Programming Outside Work: Lockdown Edition

Baba
7 min readFeb 6, 2021

One of my goals this year is to write more publicly. In particular, I aim to publish a piece on “technical stuff” every month so this is my attempt for January. Last year, I had a different goal: to start some more computing side projects. That has technically always been one of my goals every year since I started working as a Software Engineer and helped partly by the pandemic lockdowns and with nothing better to do I was actually able to achieve that last year. This post was initially meant to be about two of them in particular but I think I will save that for the next post and just talk more generally about all the ones I did last year.

Spotweefy V1

The Original Verzuz

This was my first project and combining two things I love Spotify and Twitter, I made a bot that could create a chart comparison of two artists using data about their songs. Not sure but think this was also during the first iteration of the Verzuz battles. Was disappointed to find that most artists are very similar, not Hans Zimmer and MHD though

Top Of My Spotify

This was a website I made using React to brush up my web development. The backend was in Python which I hadn’t touched in 2 years. The idea was to just fetch a user’s top tracks and artists from Spotify and display it like those #SpotifyWrapped playlists. I also added a recommendation functionality (could be better to be honest, it recommends songs people have already listened to) to get recommendations based off the top tracks. Pretty simple but just wanted to shake off my Python and Javascript rust

Let me put you on some songs

I thought it would be fairly popular because of #SpotifyWrapped playlists but that really wasn’t the case but there were unexpected spikes on the dashboard which showed some random people did use it, which made me pretty chuffed! I mean look at that chart, who doesn’t love metrics. It ain’t much but its honest work

Months after “Launch”. Should have tracked who was using it but didn’t want to store any user data

This was also my first publicly hosted website. It iss one thing to run one thing from your computer and it is another to run it publicly so other people can use it.

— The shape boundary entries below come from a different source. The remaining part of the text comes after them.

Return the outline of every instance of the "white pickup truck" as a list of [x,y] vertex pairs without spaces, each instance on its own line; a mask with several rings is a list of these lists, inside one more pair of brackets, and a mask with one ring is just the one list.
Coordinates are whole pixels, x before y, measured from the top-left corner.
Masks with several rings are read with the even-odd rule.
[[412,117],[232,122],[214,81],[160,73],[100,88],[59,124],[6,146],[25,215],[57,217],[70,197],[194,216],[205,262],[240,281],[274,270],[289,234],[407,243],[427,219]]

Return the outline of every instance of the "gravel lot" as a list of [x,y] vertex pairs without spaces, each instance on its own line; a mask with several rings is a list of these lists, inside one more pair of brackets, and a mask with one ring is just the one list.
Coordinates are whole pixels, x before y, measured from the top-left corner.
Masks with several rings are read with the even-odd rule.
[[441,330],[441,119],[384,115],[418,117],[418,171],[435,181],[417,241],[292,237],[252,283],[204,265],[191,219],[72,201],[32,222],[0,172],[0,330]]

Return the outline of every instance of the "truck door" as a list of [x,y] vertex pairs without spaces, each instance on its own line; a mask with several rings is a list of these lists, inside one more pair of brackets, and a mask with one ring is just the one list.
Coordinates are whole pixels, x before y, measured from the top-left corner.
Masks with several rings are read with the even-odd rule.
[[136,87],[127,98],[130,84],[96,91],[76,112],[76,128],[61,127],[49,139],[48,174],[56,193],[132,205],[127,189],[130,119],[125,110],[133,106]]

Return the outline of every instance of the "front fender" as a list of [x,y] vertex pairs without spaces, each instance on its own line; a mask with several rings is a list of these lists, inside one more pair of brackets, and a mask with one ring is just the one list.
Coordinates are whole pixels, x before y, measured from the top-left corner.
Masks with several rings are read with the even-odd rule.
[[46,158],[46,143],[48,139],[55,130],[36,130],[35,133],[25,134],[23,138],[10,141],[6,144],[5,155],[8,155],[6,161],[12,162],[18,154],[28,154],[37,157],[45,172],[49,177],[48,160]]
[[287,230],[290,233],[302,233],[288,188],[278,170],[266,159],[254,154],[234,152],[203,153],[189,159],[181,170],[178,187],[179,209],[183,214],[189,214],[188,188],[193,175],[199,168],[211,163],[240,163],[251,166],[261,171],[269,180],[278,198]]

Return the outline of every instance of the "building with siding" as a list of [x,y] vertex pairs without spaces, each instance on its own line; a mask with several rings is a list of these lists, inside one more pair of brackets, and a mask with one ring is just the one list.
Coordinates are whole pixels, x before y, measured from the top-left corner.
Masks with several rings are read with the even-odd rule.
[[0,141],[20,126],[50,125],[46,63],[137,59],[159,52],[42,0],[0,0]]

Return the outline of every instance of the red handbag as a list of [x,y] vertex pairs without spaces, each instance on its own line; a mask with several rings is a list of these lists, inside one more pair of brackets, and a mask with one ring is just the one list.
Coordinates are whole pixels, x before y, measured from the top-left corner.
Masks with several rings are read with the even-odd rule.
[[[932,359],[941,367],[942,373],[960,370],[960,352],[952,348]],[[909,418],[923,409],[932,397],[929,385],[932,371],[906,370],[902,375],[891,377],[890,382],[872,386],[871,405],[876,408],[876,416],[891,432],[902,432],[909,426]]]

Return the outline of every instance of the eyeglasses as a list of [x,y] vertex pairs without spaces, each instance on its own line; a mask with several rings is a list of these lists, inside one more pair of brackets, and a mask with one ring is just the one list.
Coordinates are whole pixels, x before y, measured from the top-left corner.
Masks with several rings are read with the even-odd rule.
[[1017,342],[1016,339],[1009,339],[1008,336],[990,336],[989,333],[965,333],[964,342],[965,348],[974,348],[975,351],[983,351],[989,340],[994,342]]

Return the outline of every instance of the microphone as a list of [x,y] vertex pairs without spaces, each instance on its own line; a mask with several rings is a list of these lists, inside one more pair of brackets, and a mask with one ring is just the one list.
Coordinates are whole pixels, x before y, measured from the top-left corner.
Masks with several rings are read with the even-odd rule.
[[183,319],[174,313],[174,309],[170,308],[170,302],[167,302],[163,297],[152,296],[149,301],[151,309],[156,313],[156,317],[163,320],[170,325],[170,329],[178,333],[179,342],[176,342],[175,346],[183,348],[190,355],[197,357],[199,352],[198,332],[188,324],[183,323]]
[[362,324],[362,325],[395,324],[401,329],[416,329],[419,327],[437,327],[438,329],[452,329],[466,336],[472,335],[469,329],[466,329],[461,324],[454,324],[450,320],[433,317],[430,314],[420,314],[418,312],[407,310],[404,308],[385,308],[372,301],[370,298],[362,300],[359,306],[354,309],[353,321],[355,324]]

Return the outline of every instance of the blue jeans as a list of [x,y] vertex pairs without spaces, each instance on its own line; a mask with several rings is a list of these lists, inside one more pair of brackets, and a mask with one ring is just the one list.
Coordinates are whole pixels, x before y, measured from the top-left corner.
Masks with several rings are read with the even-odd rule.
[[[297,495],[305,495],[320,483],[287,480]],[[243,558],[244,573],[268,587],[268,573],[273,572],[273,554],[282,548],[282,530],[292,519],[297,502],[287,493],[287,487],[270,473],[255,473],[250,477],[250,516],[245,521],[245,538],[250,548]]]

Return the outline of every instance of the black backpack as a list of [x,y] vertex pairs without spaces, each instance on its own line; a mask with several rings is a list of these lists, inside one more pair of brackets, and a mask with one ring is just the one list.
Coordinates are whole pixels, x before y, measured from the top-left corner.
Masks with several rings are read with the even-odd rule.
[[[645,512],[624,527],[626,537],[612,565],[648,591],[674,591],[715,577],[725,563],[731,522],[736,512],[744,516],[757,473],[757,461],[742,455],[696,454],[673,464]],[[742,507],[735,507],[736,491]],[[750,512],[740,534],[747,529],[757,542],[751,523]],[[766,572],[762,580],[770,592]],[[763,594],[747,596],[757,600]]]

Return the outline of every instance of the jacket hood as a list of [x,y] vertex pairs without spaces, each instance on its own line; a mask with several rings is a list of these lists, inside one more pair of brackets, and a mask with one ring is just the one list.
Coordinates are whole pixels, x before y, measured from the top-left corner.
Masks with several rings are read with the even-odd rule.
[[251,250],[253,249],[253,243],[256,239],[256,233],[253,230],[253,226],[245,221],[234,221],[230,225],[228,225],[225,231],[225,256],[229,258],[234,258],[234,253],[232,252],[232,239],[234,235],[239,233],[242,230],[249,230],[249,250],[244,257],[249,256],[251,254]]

The decision of where to host it was a bit difficult, I really wanted to do AWS so I could learn a bit more about deploying stuff on there through hands-on experience. In the end I settled on Heroku because of the free dynos I got and the ease of deployment. Only problem is that free ain’t free. The dynos don’t stay running 24/7 so random users that want to visit the site may be met by a very slow website if the dynos are asleep as it takes some time for them to get up and running and serve the website again.

Twitter DM Exporter

Wonder how much bounty that is worth now

I did this because I saw a bounty from Balajis on Twitter (cool guy to follower on Twitter for Tech stuff, loves his bitcoin/decentralisation, he used to follow me for some reason before I realised he was a big deal *Druski Meme*. No idea why but he doesn’t any more). Anyways I thought it was a pretty simple challenge for the bounty being offered so I coded something up quickly to confirm my assumptions and it was easy. I didn’t submit my solution though I was able to see others solutions and a lot of them were pretty similar. Saw some really good ones that covered a lot more edge cases than I did, some with bettern user interfaces and some already productionised but overall my solution was adequate and my approach was right! Felt good to see people with more experience than me taking similar approaches

Spotweefy V2

The first iteration (V1) of the bot only worked if people send it a specific string format to plot the chart but only one person ever used it loool. Shout out Michael. So I decided I wanted a bot that real humans would interact with so I decided to take the backend Python server for my website and repurpose it to tweet my top artists, top tracks, tracks I liked, tracks I’m listening to and new releases.

Shoutout to AYLØ

This runs locally on my laptop. I initially designed it in a way that other users could use it but for it to constantly run I would need a persistent data store for the access tokens I would need for OAuth to access the APIs, so decided to limit it to just me and run locally.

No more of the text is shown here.